Saturday, June 21, 2008

MPAA Doesn't Think They Should Have to Prove Infringement to Collect Damages

I had to do a double take when I read the headline at Memeorandum for this article.

MPAA Says No Proof Needed in P2P Copyright Infringement Lawsuits

I dunno which law school the MPAA went to, but didn't they have to take Evidence? If accusers didn't need to prove their case, it sure would make all those lawsuits move a lot faster!
The Motion Picture Association of America said Friday intellectual-property holders should have the right to collect damages, perhaps as much as $150,000 per copyright violation, without having to prove infringement.

"Mandating such proof could thus have the pernicious effect of depriving copyright owners of a practical remedy against massive copyright infringement in many instances," MPAA attorney Marie L. van Uitert wrote Friday to the federal judge overseeing the Jammie Thomas trial.

Oh, I see.
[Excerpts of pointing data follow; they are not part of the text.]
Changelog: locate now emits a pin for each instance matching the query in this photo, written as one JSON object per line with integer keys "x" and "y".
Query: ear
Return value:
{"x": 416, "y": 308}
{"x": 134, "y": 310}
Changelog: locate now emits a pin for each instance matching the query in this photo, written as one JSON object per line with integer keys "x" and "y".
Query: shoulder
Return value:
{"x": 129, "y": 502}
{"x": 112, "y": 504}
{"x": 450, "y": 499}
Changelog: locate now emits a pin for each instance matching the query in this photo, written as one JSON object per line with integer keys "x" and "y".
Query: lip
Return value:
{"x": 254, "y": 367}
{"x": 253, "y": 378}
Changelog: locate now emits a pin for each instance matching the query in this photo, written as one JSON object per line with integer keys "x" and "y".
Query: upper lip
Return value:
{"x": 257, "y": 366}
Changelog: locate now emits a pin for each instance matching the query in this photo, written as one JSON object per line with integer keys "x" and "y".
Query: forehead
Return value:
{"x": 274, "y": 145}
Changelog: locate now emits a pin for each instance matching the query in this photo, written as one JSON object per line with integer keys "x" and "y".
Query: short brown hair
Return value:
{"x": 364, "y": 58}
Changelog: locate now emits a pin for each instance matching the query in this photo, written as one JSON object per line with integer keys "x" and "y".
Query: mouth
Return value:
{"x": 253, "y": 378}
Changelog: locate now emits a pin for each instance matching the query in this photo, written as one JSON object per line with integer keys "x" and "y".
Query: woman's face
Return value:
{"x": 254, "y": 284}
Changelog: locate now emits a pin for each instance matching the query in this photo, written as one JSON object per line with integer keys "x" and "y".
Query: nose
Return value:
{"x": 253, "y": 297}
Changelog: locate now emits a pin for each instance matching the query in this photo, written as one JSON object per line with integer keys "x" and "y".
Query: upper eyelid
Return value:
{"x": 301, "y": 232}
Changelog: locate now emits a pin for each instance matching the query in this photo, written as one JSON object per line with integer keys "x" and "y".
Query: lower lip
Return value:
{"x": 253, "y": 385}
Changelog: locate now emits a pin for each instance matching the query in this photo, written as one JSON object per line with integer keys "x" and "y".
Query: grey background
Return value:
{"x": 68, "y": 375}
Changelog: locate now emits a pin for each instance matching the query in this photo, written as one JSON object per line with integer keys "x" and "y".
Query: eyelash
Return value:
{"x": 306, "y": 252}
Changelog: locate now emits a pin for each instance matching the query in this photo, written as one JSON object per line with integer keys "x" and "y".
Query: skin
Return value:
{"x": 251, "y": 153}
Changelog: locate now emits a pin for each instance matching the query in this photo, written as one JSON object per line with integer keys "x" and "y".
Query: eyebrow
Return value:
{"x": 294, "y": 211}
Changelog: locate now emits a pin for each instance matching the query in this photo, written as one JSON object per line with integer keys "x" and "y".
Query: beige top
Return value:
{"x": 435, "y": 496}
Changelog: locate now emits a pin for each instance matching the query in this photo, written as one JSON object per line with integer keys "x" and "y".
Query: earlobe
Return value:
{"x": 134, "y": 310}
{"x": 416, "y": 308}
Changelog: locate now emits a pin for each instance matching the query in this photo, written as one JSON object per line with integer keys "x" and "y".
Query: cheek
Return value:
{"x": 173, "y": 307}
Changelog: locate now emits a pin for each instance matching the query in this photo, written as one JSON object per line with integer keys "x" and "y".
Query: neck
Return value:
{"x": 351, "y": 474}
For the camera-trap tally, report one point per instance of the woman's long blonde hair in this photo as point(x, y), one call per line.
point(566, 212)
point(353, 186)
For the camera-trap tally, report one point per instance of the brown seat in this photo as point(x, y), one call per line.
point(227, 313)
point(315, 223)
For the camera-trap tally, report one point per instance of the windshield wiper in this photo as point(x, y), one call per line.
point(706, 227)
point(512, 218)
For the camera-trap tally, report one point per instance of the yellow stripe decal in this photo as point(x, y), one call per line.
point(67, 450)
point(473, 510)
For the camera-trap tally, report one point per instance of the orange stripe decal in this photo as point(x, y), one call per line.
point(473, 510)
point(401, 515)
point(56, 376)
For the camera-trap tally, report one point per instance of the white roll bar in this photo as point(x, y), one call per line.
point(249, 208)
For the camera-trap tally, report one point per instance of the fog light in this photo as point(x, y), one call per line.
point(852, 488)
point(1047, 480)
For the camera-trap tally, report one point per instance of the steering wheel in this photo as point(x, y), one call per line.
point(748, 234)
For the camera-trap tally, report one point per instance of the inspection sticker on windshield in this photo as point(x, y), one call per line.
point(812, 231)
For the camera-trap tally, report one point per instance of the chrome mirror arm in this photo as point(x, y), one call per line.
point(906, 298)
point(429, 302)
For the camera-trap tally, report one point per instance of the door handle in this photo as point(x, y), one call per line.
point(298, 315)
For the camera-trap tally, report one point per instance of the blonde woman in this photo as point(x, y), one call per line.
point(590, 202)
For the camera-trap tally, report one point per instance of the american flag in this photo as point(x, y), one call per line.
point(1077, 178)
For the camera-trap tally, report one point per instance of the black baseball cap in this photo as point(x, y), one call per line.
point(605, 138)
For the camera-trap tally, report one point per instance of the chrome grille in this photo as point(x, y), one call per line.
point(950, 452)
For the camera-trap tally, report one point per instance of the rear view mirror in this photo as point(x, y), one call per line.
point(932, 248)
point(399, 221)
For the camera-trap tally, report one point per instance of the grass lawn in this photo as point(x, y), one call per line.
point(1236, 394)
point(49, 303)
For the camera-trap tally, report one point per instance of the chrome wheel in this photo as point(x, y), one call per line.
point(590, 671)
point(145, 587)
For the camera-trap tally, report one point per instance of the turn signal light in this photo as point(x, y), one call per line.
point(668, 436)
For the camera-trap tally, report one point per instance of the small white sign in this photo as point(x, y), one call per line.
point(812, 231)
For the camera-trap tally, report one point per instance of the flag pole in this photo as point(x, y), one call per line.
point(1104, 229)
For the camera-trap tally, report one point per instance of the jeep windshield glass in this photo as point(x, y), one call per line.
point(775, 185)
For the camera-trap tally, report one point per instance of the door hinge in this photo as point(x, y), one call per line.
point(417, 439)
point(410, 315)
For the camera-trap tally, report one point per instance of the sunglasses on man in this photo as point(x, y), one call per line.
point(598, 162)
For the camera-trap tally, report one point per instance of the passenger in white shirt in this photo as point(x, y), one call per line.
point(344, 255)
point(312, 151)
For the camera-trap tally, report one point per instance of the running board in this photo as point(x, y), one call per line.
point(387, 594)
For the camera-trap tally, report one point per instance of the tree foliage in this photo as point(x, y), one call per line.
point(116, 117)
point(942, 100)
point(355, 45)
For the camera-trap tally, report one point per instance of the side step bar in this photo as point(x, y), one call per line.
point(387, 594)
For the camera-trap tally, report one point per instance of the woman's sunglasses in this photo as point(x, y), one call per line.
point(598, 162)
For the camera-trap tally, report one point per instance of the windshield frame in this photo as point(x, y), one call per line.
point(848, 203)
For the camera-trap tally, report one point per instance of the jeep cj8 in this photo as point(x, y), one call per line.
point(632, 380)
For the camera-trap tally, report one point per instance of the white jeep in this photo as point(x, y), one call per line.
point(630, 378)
The MPAA doesn't think copyright holders should have to prove infringement. Hmm. How's that supposed to work?
A Duluth, Minnesota, jury in October dinged Thomas $222,000 for "making available" 24 songs on the Kazaa network in the nation's first and only RIAA case to go to trial. United States District Court Judge Michael Davis instructed the 12 panelists that they need only find Thomas had an open share folder, not that anyone from the public actually copied her files.

(It is technologically infeasible to determine whether the public is copying an open share folder, although the RIAA makes its own downloads from defendants' share folders, produces screen shots and, among other things, captures an IP address. An Arizona judge ruled last month in a different case that those downloads count against a defendant, a one-of-a-kind decision being appealed on grounds that the RIAA was authorized to download its own music.)

So, because it's difficult to prove infringement, the MPAA doesn't think they need to?